Meşruiyetini şeri ve örfi yasalara dayandıran Osmanlı Devleti’nin yenilenme serüveni bizim ilk devir batılılaşma hikâyemizin özünü oluşturur. Genç Osmanlılar meseleleri birer Osmanlı gibi düşünüp yorumlamakta, örneğin istişarenin zaten Kur’an’da bulunduğunu söylemekteydiler. Ama “akıl”, biraz tereddütle de olsa Tanzimat’ın iş sahasına girmiş, Şinasi, münacatında “Vahdet-i zâtına aklımca şehâdet lâzım” deyivermişti. Kelimenin anlamı zamanla yerli yerine oturduysa da aslında daha bu ilk dönemden itibaren hem siyaset hem de düşünce öz itibariyle bir “sentez”in peşindeydi. Avrupa’dan sadece ilim ve fenlerin alınacağı fakat kendi inanç ve kültürümüzü koruyabileceğimiz bir yol bulunmaya çalışıyordu. Bu nasıl mümkün olacaktı? Tanzimat’tan sonraki yıllarda batılılaşmanın tonu arttıkça soru da Osmanlı – Türk kafasında çözüm bulunması gereken en mühim mesele haline geldi. İttihatçıların yönetime egemen olmaya başladıkları dönemlerde hiç değilse söylenişiyle biraz rahatlık veren bir formül bulunmuş gözüküyordu: Batının ilim ve maddi medeniyet unsurları alınacak ancak bizim harsımız (kültürümüz) de titizlikle korunacaktı. “İdeal sentez formülü” bulunmuştu…

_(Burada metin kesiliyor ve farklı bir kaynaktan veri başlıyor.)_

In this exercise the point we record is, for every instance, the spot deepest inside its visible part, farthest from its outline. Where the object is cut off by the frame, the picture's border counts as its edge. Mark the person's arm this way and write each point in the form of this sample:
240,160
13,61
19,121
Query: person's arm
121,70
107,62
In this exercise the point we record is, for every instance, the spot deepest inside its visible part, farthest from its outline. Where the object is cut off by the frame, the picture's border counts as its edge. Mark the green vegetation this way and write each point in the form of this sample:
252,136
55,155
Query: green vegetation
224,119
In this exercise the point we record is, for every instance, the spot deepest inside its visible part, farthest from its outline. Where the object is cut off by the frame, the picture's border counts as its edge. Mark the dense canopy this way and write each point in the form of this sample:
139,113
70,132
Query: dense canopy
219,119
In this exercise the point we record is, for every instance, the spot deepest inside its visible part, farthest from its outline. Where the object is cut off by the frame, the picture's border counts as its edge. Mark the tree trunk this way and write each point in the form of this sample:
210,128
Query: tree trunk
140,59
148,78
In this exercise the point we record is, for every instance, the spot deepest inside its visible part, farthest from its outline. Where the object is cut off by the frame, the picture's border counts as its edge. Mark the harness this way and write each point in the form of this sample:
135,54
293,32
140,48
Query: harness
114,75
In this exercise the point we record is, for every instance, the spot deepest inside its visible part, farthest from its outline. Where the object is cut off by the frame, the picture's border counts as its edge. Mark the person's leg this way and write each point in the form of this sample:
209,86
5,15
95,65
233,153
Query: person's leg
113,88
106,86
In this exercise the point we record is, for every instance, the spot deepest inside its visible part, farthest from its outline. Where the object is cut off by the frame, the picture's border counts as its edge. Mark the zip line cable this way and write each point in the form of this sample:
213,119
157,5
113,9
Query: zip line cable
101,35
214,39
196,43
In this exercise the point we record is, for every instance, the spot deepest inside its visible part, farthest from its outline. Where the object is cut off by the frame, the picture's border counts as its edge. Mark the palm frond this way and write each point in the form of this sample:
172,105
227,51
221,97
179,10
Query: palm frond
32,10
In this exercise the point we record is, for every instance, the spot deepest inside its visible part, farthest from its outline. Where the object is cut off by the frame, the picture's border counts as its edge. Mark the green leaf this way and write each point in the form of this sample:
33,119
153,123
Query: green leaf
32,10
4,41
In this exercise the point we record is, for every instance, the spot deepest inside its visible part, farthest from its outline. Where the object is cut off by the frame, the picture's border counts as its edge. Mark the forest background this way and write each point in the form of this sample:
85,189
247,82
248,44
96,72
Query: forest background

Modern Türk düşünce tarihinin tek ciddi düşünürü olan Ziya Gökalp, bu formülü bir forma da oturtmuştu: “Türkleşmek, İslamlaşmak, Muasırlaşmak.” Ziya Gökalp meseleyi çözmüş müydü yoksa bir “Türk teslisi” inşa ederek daha da karışık bir hale mi getirmişti, muamma! Ama her hâlükârda Osmanlı – Batı ilişkisi üzerine inşa edilen iki ayaklı binayı üçe çıkarmış, sentezlenecek umdeleri çoğaltmıştı. Gökalp’in bu çabasının, İmparatorluğun ulus devletlere bölünme aşamasında kendi milli devletimize bir zemin hazırladığını ya da ona bir giysi olarak düşünüldüğünü görebiliyoruz. Cumhuriyet idaresi, Gökalp’in teslisindeki umdelerden birini atarak, meseleyi “Türkleşmek – Muasırlaşmak” zeminine çekmiş, ilkini “ulus” olarak inşaya ikincisini de eğitim, mimari vb. yollarla transfere odaklanmıştı. Ama her ikisi de batının aynasına bakarak şekillendirildiği için, ortada senteze dâhil edecek bizden bir mamul kalmamış görünüyordu. Bu bilindiği için halk edebiyatına, hece veznine yönelindi; yeni bir tarih görüşü devreye sokulmaya çalışıldı, Anadolu’da “İslamsız” efsaneler arandı vs. Tablo tuhaftı: Hümanist Yunus, Hititler, kadim Ege ve Batı sentezlenmiş, Türkün elinde yepyeni bir insanlık teklifi haline getirilmişti. Bu döneme çığırından çıkmış sentezleme dönemi demek mümkündür!..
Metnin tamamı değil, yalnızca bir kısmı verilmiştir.